1Biomedical Engineering, Amirkabir University of Technology (Tehran Polytechnic), Tehran, Iran

Synopsis

Left ventricle function can be evaluated by measuring circumferential strain. CIRcumferential COMpression Encoding (CIRCOME), as a technique for quantification of circumferential strain, needs local frequency and displacement maps during deformation. This study aims to use sine wave modeling approach for estimation of local spatial frequency and displacement maps used in CIRCOME for radially tagged series of images. Circumferential strain computed from proposed method shows expected results in agreement with previous studies.

Introduction

Left ventricle (LV) circumferential strain is a key index of myocardial deformation in assessment of cardiac function.

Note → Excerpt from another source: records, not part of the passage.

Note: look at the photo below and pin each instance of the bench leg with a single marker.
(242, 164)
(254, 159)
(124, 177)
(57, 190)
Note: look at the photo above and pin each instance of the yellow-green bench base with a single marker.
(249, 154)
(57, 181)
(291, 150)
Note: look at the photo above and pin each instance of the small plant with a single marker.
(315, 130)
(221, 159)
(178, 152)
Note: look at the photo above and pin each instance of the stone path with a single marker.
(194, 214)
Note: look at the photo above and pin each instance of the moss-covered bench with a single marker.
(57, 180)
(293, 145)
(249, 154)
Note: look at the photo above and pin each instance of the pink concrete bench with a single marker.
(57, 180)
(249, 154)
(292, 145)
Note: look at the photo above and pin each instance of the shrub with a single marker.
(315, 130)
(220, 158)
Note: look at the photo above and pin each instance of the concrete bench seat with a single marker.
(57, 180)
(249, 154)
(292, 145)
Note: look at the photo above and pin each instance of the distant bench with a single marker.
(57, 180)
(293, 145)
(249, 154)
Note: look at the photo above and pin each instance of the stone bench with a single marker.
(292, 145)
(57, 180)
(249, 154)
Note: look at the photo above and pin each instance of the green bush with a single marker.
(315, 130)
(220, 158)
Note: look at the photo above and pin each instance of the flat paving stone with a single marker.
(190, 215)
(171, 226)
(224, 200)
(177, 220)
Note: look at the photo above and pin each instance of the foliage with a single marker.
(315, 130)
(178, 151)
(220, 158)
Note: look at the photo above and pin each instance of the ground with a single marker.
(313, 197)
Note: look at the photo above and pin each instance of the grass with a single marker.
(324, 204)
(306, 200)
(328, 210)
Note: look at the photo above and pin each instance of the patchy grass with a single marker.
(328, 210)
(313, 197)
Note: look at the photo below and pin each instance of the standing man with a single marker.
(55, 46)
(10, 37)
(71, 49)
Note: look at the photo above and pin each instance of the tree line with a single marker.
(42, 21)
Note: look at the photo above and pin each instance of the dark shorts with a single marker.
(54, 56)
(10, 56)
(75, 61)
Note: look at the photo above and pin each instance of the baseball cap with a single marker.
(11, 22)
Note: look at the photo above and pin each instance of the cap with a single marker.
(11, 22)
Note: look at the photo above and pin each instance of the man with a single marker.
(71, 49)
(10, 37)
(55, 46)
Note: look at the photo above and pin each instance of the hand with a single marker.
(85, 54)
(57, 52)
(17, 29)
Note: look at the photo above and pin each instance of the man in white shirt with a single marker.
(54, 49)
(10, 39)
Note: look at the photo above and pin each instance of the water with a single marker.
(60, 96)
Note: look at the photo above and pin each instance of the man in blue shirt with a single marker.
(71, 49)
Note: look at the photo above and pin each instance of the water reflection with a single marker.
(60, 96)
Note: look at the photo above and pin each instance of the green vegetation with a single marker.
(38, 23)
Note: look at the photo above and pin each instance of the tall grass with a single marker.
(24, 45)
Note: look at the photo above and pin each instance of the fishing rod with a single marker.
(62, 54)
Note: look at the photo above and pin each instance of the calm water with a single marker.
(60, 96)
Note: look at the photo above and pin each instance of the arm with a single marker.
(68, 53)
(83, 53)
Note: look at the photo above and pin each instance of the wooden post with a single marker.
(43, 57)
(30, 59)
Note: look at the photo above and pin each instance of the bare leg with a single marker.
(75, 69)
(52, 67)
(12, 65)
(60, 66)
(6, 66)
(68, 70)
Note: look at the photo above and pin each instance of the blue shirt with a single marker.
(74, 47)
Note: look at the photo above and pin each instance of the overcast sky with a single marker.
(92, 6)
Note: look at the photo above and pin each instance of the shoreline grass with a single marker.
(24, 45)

The development of radial tagging1 facilitates the measurement of LV rotation and circumferential strain. CIRcumferential COMpression Encoding, CIRCOME, is an innovative method in cardiac MRI for evaluation of this strain which requires local spatial frequency of each point before and after deformation.2 Furthermore, the Sine wave Modeling (SinMod) is a novel technique that simultaneously derives local spatial frequency and displacement field from tagged images. 3 In this study, the use of SinMod is proposed in combination with CIRCOME to reduce its computational cost.

Materials and Methods

The previously developed CIRCOME uses the spatial frequency of each point that estimated by sequential band pass filtering of k-space data. This procedure is a time-consuming step of CIRCOME. Moreover, in order to compute local strain map, it needs a tracking process. In the SinMod, tagged image intensity in the vicinity of each pixel is modeled as a moving sine wave with local frequency, amplitude and phase. Based on this modeling local spatial frequency and displacement field for series of images can be estimated. This spatial frequency is used as the frequency required for CIRCOME, while the estimated displacement helps to find the corresponding points before and after deformation. Therefore, the two inputs for CIRCOME are obtained in one step.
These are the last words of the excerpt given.